Le Mans Winning D-Types to Feature at Amelia Island

This weekend’s 22nd annual Amelia Island Concours d'Elegance in Florida will showcase the Jaguar D-type on the 60th anniversary of its third consecutive, and final,  victory at the Le Mans 24-Hours, the race it was created to win.
 
Jaguar Chairman Sir William Lyons considered the Le Mans the most important event on the race calendar. From 1951 Jaguar won the 24-hours five times in seven years. That competition record boosted Jaguar sales and invested the Coventry-based company with an international reputation it still enjoys.
 
Even after six decades the D-Type Jaguar remains one of the most distinctive and evocative automotive shapes of all time. In four years (from 1954 through 1957) the D-Type won Le Mans three times, a record that stands comparison with any of the many years of that famous race.

 "The Jaguar D-Type was created to win Le Mans," said Bill Warner,founder and Chairman of the Amelia Island Concours d'Elegance. "Yet the D-Type raced and won practically everywhere, especially America." 

Twenty percent of D-Type production had long lives in America. 

"The D-Type raced at Sebring, Daytona -- beach course and the Speedway -- at Bonneville, even on drag strips and airport circuits. Indy 500 winner Bobby Unser raced a D-Type at Sebring: impressive such a specialised design," added Warner.

The D-Type became the first car to win the 12 Hours of Sebring and the 24 Hours of Le Mans in the same year in 1955. It won Le Mans again in 1956, this time in the Scottish Blue livery of the Edinburgh-based Ecurie Ecosse team, making their Le Mans debut. 

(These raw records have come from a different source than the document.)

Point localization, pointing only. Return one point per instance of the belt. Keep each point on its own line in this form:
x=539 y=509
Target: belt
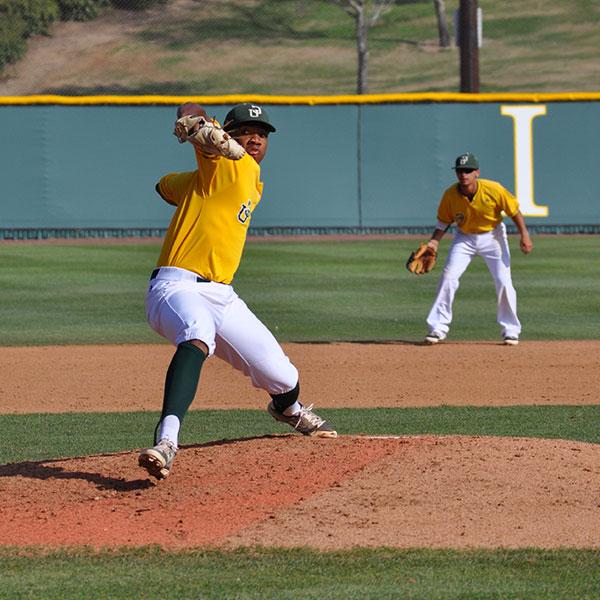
x=180 y=275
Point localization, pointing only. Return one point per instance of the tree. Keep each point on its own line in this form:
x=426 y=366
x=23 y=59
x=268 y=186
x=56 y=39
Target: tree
x=440 y=12
x=365 y=13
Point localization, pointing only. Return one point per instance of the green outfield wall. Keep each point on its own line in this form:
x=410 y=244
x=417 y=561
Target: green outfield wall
x=335 y=163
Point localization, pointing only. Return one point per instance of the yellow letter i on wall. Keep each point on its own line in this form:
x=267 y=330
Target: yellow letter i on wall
x=523 y=139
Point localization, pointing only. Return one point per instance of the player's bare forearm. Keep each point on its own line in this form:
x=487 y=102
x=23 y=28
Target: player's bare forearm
x=526 y=244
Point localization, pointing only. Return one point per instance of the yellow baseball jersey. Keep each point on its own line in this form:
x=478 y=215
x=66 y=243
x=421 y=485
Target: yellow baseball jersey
x=481 y=214
x=214 y=204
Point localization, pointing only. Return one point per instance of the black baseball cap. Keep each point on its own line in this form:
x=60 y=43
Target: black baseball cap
x=466 y=161
x=247 y=114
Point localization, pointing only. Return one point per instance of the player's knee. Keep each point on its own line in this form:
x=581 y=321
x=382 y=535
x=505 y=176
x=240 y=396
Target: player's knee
x=285 y=400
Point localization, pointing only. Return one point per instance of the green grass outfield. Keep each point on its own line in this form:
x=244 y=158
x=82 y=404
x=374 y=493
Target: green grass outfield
x=359 y=290
x=303 y=291
x=274 y=574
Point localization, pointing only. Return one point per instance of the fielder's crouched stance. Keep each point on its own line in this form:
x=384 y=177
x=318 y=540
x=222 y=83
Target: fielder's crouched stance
x=190 y=299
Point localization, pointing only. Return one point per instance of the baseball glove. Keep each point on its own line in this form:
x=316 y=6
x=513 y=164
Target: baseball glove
x=208 y=136
x=422 y=260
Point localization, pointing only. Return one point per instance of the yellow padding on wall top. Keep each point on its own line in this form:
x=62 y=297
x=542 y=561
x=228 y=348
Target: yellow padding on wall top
x=303 y=100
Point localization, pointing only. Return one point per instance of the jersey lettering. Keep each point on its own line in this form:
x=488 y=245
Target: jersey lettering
x=245 y=212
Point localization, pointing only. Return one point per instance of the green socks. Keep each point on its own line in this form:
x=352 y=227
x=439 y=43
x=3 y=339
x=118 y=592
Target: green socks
x=182 y=380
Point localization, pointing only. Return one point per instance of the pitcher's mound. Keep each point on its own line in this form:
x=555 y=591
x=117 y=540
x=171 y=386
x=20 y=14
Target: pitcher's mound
x=414 y=491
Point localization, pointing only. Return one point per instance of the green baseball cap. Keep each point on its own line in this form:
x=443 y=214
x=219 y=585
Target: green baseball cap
x=466 y=161
x=247 y=114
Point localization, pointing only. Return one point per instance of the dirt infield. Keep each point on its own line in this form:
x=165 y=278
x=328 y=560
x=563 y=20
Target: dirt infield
x=286 y=490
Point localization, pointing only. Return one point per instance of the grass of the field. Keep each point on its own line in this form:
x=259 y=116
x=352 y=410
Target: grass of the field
x=321 y=290
x=303 y=291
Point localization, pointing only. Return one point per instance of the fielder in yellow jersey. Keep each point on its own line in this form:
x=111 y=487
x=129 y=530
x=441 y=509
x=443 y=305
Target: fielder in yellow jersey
x=476 y=206
x=190 y=300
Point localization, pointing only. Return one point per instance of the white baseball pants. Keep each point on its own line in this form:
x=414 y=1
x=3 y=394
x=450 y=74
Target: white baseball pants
x=493 y=248
x=180 y=308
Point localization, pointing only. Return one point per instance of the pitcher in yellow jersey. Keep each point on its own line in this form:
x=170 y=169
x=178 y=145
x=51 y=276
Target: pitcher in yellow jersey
x=476 y=206
x=190 y=300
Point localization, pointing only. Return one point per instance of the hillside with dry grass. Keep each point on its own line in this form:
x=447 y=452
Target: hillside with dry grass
x=212 y=47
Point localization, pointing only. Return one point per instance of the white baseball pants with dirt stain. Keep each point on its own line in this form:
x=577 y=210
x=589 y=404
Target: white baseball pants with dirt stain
x=493 y=248
x=181 y=306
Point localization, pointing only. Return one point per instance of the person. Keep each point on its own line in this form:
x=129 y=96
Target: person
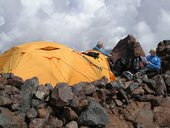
x=151 y=63
x=100 y=47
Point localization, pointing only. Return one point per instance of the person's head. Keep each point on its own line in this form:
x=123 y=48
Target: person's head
x=100 y=45
x=152 y=52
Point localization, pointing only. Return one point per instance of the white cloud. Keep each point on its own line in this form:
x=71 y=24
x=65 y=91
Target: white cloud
x=81 y=23
x=2 y=21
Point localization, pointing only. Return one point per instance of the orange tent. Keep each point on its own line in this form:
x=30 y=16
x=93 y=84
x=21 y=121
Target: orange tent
x=53 y=63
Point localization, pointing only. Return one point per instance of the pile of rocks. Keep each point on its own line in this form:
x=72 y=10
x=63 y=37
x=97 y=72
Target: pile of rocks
x=130 y=101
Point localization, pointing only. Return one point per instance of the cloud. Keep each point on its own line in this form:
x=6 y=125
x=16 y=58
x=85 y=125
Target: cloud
x=80 y=24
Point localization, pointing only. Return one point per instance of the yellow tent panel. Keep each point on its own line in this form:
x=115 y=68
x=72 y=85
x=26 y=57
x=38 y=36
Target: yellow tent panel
x=53 y=63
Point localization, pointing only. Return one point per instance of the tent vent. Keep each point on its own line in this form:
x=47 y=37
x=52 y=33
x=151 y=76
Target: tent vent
x=49 y=48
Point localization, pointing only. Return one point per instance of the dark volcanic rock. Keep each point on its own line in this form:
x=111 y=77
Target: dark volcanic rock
x=127 y=48
x=163 y=51
x=29 y=88
x=8 y=119
x=62 y=95
x=95 y=115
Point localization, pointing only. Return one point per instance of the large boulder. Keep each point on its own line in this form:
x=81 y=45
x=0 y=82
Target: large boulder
x=62 y=95
x=125 y=55
x=127 y=48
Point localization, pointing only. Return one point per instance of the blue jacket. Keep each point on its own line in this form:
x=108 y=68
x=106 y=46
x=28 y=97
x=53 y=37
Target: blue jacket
x=100 y=50
x=155 y=62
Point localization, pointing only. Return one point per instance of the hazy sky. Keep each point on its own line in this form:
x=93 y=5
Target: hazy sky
x=81 y=23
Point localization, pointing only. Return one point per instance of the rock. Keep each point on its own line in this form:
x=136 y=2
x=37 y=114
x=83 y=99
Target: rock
x=160 y=85
x=128 y=48
x=16 y=81
x=138 y=91
x=28 y=89
x=4 y=101
x=43 y=113
x=118 y=102
x=132 y=87
x=9 y=119
x=61 y=95
x=55 y=122
x=100 y=83
x=163 y=51
x=128 y=75
x=42 y=93
x=32 y=114
x=162 y=114
x=70 y=114
x=3 y=80
x=83 y=104
x=167 y=80
x=74 y=102
x=37 y=123
x=94 y=115
x=151 y=83
x=86 y=87
x=139 y=113
x=147 y=89
x=117 y=121
x=72 y=124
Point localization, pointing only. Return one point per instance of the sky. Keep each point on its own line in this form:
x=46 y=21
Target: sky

The 1957 Le Mans began like a Grand Prix sprint with Ferrari rising to the challenge. The blue D-Types ran to a fast yet strict plan letting the red cars exhaust themselves. Before midnight the red cars had faded and Jaguars were well in the lead with three privately entered D-Types in their very rapid and regular wake. Jaguar D-Types finished first, second, third, fourth and sixth!

"The D-Type is a classic sports racing car that gets extra credit as the car that not only won Le Mans three times, but gave birth to two more Jaguar classics, the XKSS and the XKE," said Warner. "We are honoured to have both the 1956 and 1957 Le Mans winning D-Types anchor our 2017 Jaguar D-Type class."